Windows 10 is a curious combination of enormous potential and disappointing current reality. With big advances in many areas, and fumbling starts in many others, it’s a mixed bag, particularly for anyone relying on the Microsoft-developed Universal apps. For example, if you need to run a Mail client on Windows 10, the Microsoft-supplied Universal Mail app works, but the Maps and Photos app will have you pulling your hair out.
Windows 10 does what it set out to do: Bring the Windows 7-style interface into the tiled universe. It is, in many ways, what Windows 8 should’ve been. It has all the advancements from Windows 8 -- security, stability, power saving, and on and on -- with much of the Windows 7 interface fully integrated. Windows 10 makes the old-fashioned desktop an integral part of the product, instead of an accidental tag-along, as it was in Windows 8 and, to a lesser degree, Windows 8.1.

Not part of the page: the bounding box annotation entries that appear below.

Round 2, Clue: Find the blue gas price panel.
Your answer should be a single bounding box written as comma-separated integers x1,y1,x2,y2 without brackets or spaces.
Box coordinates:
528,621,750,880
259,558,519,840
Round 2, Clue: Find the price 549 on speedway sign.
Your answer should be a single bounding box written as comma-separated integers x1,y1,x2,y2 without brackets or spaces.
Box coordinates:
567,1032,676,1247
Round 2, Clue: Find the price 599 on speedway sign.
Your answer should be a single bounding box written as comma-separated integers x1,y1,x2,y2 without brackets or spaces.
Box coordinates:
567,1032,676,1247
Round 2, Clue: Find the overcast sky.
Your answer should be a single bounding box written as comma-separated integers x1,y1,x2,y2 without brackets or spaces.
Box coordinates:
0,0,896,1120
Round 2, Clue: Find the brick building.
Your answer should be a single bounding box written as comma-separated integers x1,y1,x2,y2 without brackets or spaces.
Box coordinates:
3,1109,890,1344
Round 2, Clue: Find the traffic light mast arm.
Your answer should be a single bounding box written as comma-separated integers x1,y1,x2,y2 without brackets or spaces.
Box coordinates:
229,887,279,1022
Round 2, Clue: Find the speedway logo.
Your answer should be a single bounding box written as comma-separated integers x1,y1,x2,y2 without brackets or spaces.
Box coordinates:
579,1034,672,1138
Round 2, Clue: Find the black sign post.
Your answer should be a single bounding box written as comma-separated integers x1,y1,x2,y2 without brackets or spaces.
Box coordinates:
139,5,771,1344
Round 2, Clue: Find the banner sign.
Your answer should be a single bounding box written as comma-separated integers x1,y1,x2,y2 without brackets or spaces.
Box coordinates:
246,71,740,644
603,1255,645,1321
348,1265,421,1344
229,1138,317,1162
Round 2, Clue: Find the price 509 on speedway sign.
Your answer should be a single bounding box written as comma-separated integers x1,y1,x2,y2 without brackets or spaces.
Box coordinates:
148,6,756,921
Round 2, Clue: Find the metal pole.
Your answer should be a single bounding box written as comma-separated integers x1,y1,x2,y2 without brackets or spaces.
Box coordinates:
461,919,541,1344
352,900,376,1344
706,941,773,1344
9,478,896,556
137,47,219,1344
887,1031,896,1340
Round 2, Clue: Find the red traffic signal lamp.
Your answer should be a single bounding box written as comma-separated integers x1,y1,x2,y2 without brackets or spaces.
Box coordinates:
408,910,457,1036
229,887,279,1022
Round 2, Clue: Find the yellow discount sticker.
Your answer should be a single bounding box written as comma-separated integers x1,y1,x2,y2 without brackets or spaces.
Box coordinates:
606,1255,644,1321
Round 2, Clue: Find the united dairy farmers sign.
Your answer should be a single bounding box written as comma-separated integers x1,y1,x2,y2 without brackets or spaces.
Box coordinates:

At some point -- sooner rather than later -- I figure most Windows 8/8.1 users will want to upgrade to Windows 10, although there may be some touch-sensitive types who won’t like the new Tablet Mode.
For Windows 7 users, it may make more sense to hang tight for the foreseeable future -- or at least until Windows 10 Update 2 or 3 or 4 or 17 may be available. Sit back and watch the rollout unwind. It will take months for the major problems to surface and be corrected by Microsoft. It will take longer -- perhaps much longer -- for updates to make the promising new features attractive enough to warrant upgrading.
Eventually all Windows users will get Windows as a service. But there's no rush. Microsoft isn’t going to run out of bits. Wait.